Opinia użytkownika: DORA_1
Dotycząca firmy: Poczta Polska
Treść opinii: Ledwie wyszli kominiarze znów zadzwonił domofon i słuchawce usłyszałam „szczebioczący” głos pani listonosz: liścik polecony mam do państwa. Po chwili starsza pani (około sześćdziesiątki) była już przy moich drzwiach, zaprosiłam ją do środka, żartując ze dzień wizyt dzisiaj mam. Podchwyciła temat bo kominiarzy po drodze mijała więc temat przynoszonego przez nich (podobno) szczęścia był wiodący w naszej krótkiej rozmowie, nie kolidującej w żaden sposób z obowiązkami listonosza.
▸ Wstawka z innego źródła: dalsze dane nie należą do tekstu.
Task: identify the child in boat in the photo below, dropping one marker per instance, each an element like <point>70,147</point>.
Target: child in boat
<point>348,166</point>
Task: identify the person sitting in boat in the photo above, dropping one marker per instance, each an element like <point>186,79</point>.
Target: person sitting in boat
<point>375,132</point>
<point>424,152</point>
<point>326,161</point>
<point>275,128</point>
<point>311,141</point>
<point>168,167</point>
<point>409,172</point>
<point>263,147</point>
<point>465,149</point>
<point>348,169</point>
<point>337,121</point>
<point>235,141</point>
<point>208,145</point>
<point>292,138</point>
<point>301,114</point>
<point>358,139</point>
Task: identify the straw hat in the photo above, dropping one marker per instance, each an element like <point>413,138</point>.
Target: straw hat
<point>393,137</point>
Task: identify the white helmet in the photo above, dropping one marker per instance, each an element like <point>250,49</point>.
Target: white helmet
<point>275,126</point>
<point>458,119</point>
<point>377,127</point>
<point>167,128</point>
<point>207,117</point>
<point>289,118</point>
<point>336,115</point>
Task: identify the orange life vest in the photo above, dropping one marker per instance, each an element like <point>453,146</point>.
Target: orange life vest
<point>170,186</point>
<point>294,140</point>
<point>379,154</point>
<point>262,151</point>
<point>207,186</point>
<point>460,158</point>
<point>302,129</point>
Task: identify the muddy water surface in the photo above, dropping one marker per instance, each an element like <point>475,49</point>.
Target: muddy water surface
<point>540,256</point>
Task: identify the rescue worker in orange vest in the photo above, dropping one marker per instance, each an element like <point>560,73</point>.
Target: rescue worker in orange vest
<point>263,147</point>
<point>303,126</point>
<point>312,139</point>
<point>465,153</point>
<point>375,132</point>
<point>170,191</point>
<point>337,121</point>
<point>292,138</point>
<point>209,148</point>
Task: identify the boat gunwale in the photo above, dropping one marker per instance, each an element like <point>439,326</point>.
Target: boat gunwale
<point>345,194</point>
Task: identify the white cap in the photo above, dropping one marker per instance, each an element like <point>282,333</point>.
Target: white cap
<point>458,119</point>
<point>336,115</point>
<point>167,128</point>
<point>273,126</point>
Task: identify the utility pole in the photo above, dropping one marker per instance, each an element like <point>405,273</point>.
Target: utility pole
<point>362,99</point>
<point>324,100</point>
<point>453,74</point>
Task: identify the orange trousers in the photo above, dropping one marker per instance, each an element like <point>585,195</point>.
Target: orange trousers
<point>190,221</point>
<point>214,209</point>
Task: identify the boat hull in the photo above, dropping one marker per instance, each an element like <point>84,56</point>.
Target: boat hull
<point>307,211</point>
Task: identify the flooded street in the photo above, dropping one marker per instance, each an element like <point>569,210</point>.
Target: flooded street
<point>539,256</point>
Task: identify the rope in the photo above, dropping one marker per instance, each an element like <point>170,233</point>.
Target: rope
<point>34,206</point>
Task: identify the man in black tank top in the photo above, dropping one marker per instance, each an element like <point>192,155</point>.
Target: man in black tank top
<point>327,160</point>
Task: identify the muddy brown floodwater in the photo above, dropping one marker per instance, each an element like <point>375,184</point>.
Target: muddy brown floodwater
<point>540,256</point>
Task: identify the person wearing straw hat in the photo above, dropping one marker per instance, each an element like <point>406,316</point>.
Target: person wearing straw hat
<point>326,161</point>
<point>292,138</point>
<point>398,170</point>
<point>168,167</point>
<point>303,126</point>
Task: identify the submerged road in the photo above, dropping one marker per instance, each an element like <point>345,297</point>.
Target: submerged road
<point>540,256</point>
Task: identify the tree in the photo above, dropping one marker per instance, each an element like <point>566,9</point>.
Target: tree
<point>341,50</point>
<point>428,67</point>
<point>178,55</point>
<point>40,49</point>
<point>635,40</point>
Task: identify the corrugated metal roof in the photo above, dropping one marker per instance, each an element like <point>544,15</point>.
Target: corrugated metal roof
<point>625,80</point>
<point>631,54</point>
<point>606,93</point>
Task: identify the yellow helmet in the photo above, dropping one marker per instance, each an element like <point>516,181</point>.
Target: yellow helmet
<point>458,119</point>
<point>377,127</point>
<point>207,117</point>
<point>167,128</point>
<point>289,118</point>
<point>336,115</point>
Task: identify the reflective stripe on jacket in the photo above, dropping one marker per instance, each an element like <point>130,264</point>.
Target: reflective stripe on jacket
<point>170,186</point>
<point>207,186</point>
To bardzo komunikatywna i przyjazna kobieta, lubi pożartować i potrafi miłe słowo powiedzieć, radość to chyba jej dewiza życiowa. Pokwitowałam odbiór listu (był w stanie nienaruszonym, nie pognieciony, czysta koperta) i miłymi, bardzo sympatycznymi słowami pożegnałyśmy się, życząc wzajemnie miłej, jutrzejszej niedzieli. Choć to sobota, dzień wolny (nie dla listonosza) wyglądała służbowo – granatowa marynarka i spodnie, charakterystyczny znak poczty przy klapie i na czapce z daszkiem. Wygląd służbowy – dusza radosna, sprawna obsługa w życzliwej atmosferze.